And who knows. If we actually had an effective carbon tax that internalizes
the externalities of carbon pollution, nuclear fission might suddenly look
very cheap.

------
mattsfrey
It's the hard truth. As it is, there's just no way to solve the problem
without some sort of global cataclysm. I think people in power have the
logistics to know this, which is why I'm so skeptical about the political
movement today in western nations that largely revolves around consolidating
power over world energy even further into the hands of a small group of elites
that more or less exist beyond the reach of any one nations political process.

------
ac29
I think the progress in de-carbonizing electricity is promising - California
was already at less than 50% fossil fueled electricity production in 2018 [0]:

Carbon-emitting generation:

35% Natural Gas

3% Coal

11% "Unspecified" (lets be pessimistic and assume all of that is fossil fuel)

Non-carbon emitting (or carbon neutral):

11% Large Hydro

9% Nuclear

31% "Renewables" (solar, wind, small hydro, etc)

Yes, transportation is still almost entirely fossil fuel based. Many homes and
businesses use natural gas for heat. Industry uses fossil fuels as well in
significant amounts. None of these can be ignored.

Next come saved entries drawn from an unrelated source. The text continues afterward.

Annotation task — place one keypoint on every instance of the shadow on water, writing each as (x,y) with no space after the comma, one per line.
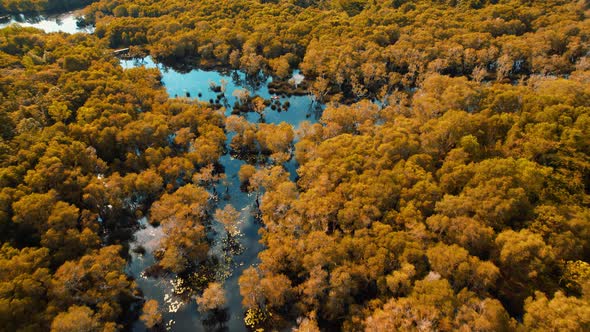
(49,22)
(181,314)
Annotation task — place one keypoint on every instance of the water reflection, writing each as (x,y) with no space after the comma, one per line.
(232,255)
(65,22)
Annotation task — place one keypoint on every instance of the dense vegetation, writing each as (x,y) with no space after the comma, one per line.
(37,6)
(356,48)
(457,208)
(458,201)
(85,148)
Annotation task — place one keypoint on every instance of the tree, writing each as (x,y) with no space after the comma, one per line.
(229,218)
(79,319)
(213,297)
(151,315)
(561,313)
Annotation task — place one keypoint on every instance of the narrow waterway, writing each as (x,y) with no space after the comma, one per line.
(180,313)
(64,22)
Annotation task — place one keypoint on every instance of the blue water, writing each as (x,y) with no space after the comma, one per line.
(65,22)
(179,313)
(195,85)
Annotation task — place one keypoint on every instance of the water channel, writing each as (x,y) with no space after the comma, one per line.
(179,313)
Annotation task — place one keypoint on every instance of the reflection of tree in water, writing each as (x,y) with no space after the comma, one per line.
(250,82)
(216,320)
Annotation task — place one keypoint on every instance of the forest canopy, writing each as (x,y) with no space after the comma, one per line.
(445,187)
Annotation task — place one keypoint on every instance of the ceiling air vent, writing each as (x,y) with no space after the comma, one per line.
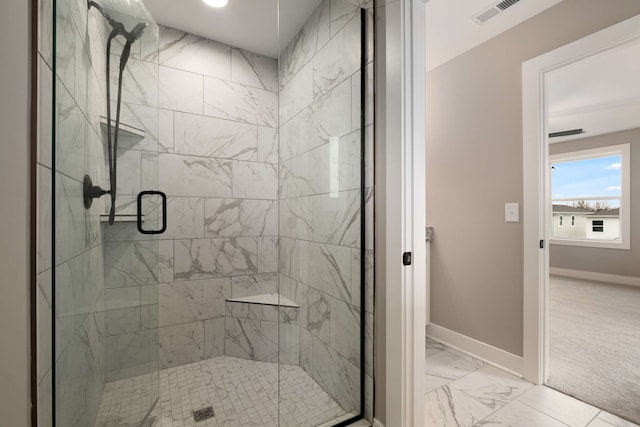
(496,9)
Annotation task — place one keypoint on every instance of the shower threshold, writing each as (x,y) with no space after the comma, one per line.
(242,393)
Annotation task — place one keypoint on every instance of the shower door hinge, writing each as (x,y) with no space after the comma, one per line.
(406,258)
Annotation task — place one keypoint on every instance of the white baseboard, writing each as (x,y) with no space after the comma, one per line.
(487,353)
(598,277)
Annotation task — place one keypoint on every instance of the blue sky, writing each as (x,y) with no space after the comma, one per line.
(591,177)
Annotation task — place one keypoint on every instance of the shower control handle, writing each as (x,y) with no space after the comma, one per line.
(164,211)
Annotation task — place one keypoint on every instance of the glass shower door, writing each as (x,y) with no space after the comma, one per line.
(105,305)
(325,216)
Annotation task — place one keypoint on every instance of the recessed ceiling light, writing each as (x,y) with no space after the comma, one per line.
(216,3)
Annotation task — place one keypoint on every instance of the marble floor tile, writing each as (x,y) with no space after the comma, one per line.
(433,382)
(447,365)
(613,420)
(518,414)
(560,406)
(241,392)
(448,407)
(491,386)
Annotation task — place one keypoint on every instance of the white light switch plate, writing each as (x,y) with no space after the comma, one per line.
(511,212)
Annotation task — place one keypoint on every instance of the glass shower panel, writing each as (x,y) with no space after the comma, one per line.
(105,304)
(325,215)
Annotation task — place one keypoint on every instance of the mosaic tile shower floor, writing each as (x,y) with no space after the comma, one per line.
(241,392)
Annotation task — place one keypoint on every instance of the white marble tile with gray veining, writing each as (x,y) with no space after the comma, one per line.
(209,258)
(69,218)
(131,263)
(490,386)
(194,176)
(560,406)
(337,60)
(297,94)
(210,137)
(519,414)
(129,355)
(343,11)
(192,53)
(345,325)
(183,302)
(232,101)
(289,257)
(180,90)
(254,70)
(255,284)
(296,218)
(336,375)
(336,218)
(65,48)
(251,339)
(314,34)
(139,81)
(289,344)
(141,117)
(267,144)
(253,180)
(450,407)
(447,365)
(185,218)
(129,172)
(240,217)
(214,338)
(181,344)
(315,312)
(166,131)
(328,117)
(71,134)
(122,320)
(268,254)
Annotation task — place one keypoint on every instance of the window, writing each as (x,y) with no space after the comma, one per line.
(597,226)
(592,188)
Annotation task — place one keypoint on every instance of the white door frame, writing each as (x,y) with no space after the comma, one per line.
(401,210)
(536,176)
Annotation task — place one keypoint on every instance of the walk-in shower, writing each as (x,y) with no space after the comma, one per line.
(243,295)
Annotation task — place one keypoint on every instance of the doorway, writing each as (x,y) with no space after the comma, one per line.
(578,274)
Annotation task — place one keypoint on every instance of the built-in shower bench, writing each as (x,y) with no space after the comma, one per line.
(263,328)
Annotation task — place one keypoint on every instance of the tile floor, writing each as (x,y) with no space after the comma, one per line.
(462,391)
(242,393)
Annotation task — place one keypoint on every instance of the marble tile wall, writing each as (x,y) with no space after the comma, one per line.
(320,197)
(209,111)
(79,271)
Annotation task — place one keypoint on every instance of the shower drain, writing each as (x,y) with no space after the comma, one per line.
(203,414)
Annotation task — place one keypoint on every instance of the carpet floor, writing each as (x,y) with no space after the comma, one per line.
(594,344)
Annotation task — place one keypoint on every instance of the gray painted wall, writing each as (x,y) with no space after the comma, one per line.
(474,166)
(608,261)
(14,226)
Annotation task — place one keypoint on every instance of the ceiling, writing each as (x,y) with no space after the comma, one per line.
(248,24)
(451,30)
(599,94)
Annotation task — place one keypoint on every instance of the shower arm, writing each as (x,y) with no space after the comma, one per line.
(90,191)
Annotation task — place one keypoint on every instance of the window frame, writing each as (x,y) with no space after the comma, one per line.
(622,150)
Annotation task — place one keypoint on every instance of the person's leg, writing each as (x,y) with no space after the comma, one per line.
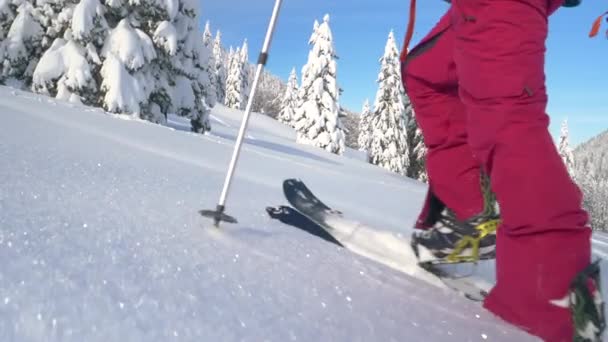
(544,240)
(429,77)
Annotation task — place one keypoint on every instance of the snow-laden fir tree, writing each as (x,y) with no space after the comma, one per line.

But de-carbonizing electricity is a crucial first step.

[0]
[https://ww2.energy.ca.gov/almanac/electricity_data/total_sys...](https://ww2.energy.ca.gov/almanac/electricity_data/total_system_power.html)

------
cyrksoft
"11\. A global population strategy to enable a smooth descent to the two to
three billion that could live comfortably indefinitely within the biophysical
means of nature."

Part 2: [https://thetyee.ca/Analysis/2019/11/12/Climate-Crisis-
Realis...](https://thetyee.ca/Analysis/2019/11/12/Climate-Crisis-Realist-
Memo/)

This is highly disturbing. With the 11,000 scientist warning the other day
they proposed something similar. I find it very worrying. Who will decide who
lives? Or who has kids and a family? This will not end well...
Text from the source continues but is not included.